The Origin of Data Science

Rarely in the history of science is it possible to locate precisely when and where a particular discipline arose for the first time. Just as medieval alchemy morphed into modern chemistry over centuries, most fields seem to have evolved and transformed very gradually. Not so data science. We can say with certainty that data science emerged, in both name and practice, in the early 1960s in the United States in the heart of the military-industrial complex. To a surprisingly high degree, what was called data science then matches the definition of the term in 2008, the year Facebook started using “data scientist” as a job category. This is no accident—the material and social conditions that occasioned the rise of data science in the post-war era are the same conditions that gave birth to the social media giants of Silicon Valley. At one time these conditions were confined to the military and scientific sectors; now they have become the foundation for the economy and society as a whole.

This thesis will come as a surprise to many. We tend the think the field—or at least the buzzword and hype—was created in Silicon Valley in the last fifteen years or so, roughly around the time Harvard Business Review anointed data scientist “the sexiest job of the 21st century.” Those who have done a little digging may push that date back to the mid-1990s, when a small group of statisticians in the US attempted to expand their field to encompass data science. Some cite Peter Naur’s suggestion to rename computer science as data science in the 1970s. Still others claim that John Tukey effectively founded the field in 1962 or thereabouts with his essay on data analysis. These events are fragments of a more complete history that needs to be told, not only to set the record straight, but to recognize the world that connects this history and the present era. We are living in a world where it was necessary to invent data science, and the same logic that drove its invention in the 1960s is driving its flourishing today.

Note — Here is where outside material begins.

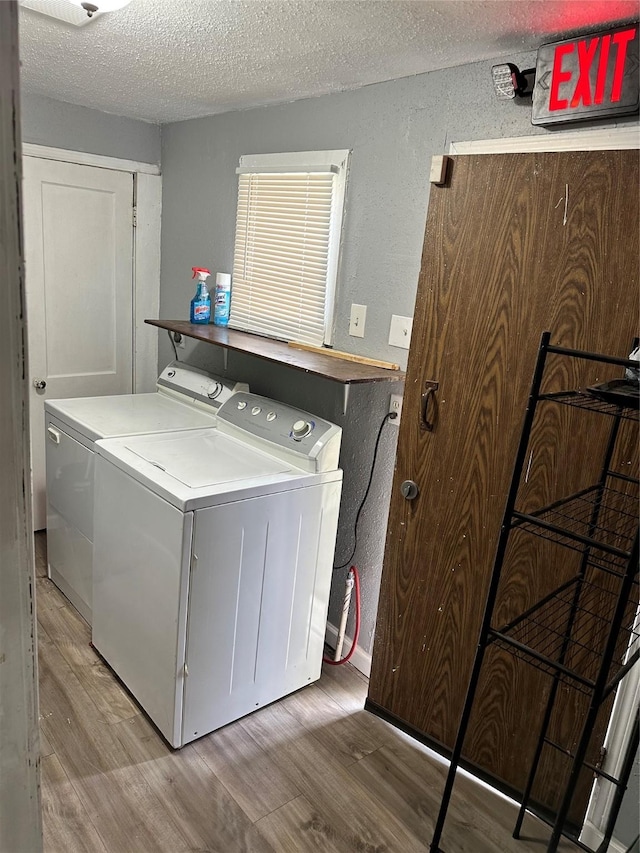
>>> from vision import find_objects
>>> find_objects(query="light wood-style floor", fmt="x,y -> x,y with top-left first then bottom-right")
35,533 -> 579,853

One reason we can be so precise about its origins is that data science is not a science in the traditional sense—a fact often cited by critics of the field. It does not have a clear object in the world whose laws are to be revealed by applying the scientific method. It is not easily divided into pure and applied branches. Instead, the name data science was invented to designate a unique combination of technologies and practices drawn from extant fields, including data processing, signal processing, operations research, statistics, computer science, machine learning, and human-computer interaction. These fields were brought together to meet the requirements of a new medium—electronic data. Known then as data deluge and now as big data, this medium emerged from an increasingly connected system of communication and surveillance technologies associated with a slew of large-scale, post-war projects ranging from air defense and space exploration to high energy physics and electronic records management. Although each constituent field has a long and complicated history, their combination into a single domain of expertise is historically singular.

In a series of posts, I want to tell the story of the moment in history that gave rise to data science and the world in which it was necessary to invent it. The story of this world is a history of ideas, social realities, and material conditions extending from the rise of American hegemony after WWII to the era of social media capitalism in which we currently live.

The Flight of the Swallow

Giacomo Balla, 1913, Flight of the Swallows.

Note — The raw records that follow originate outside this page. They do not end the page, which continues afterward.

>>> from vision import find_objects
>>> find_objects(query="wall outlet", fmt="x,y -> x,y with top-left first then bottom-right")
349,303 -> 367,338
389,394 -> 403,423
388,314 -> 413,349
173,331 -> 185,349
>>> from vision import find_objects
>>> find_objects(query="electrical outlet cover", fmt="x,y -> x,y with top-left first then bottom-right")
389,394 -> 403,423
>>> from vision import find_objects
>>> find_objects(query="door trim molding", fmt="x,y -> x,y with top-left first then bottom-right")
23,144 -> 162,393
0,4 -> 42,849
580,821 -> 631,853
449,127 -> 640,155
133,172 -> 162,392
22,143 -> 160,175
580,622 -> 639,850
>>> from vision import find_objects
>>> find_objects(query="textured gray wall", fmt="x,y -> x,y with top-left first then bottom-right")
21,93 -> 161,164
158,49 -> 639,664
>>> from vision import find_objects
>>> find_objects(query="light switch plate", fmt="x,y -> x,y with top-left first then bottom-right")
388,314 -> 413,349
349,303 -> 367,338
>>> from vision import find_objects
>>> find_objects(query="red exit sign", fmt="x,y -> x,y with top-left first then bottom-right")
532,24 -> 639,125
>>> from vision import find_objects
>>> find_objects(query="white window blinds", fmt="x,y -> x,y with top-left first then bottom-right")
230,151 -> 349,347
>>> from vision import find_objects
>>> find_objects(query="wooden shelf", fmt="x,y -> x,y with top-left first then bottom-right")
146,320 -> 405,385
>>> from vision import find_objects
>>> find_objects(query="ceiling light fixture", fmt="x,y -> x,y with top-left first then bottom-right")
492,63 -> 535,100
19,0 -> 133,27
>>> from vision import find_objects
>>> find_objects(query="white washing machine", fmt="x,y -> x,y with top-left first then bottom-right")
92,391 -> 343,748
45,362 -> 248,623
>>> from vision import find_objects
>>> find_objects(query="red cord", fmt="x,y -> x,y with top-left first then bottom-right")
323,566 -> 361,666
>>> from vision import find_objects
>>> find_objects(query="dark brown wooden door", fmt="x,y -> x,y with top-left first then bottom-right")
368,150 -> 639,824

Look at any curve on a graph, for example of criminal or minor second offences in the last fifty years. Don’t those traits have a physiognomy, if not like that of the human face, at least like the silhouette of hills and valleys, or rather, since we are concerned here with movement—for we speak so appropriately in statistics of fluctuations in crime or births or marriages—like the twists and turns, the sudden dives, the sharp ascents in the flight of a swallow?
Gabrielle Tarde, 1890, “Statistics and Archaeology,” in The Laws of Imitation.

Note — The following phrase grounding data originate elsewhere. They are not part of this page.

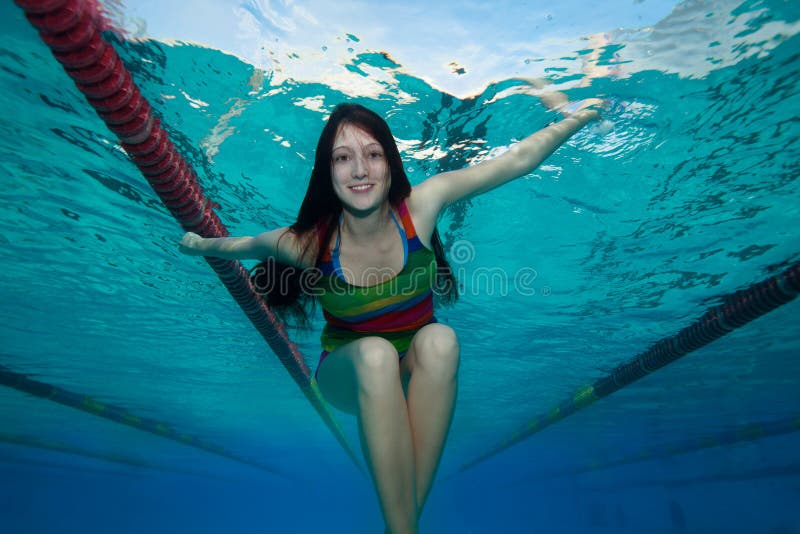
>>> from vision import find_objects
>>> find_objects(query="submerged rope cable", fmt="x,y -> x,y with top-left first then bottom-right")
459,261 -> 800,474
508,413 -> 800,483
0,431 -> 232,480
13,0 -> 363,474
0,362 -> 287,476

These two things may not be related historically, but conceptually there is a nice connection between the painting by the Italian futurist Giacomo Balla (Volo di Rondini [Flight of the Swallows] 1913) and the passage by the French sociologist, Gabrielle Tarde. It’s as if the artist was commissioned to illustrate the scientist’s work. Tarde—whose essay was written at a time when the value of data for the social sciences was being discovered—is making the point that the patterns surfaced by the visualization of data are fundamentally the same as the patterns we perceive with our senses.

In both cases, raw data are converted into an image that represents the real thing that generated the data in the first place. The implication is that the movements of society are as real, as concrete and as material, as the movements of a bird. That, in fact, society is an organism and data is a means of seeing that organism.

What is interesting about the painting itself is that it is a deconstruction of what we see. According to one interpretation, the painting depicts a group of swallows flying past the roof gutter of a building in such as way as to evoke “the rapid succession of film images.” Where Tarde wants to say that graphs of data are like our perceptions, Balla wants to say that our perceptions are like compositions of graphical data. Each makes the same point, but they approach it from opposite directions.

The affinity between the two is perhaps not accidental. Aside from their historical overlap, both Tarde and Balla were modernists in the their fields.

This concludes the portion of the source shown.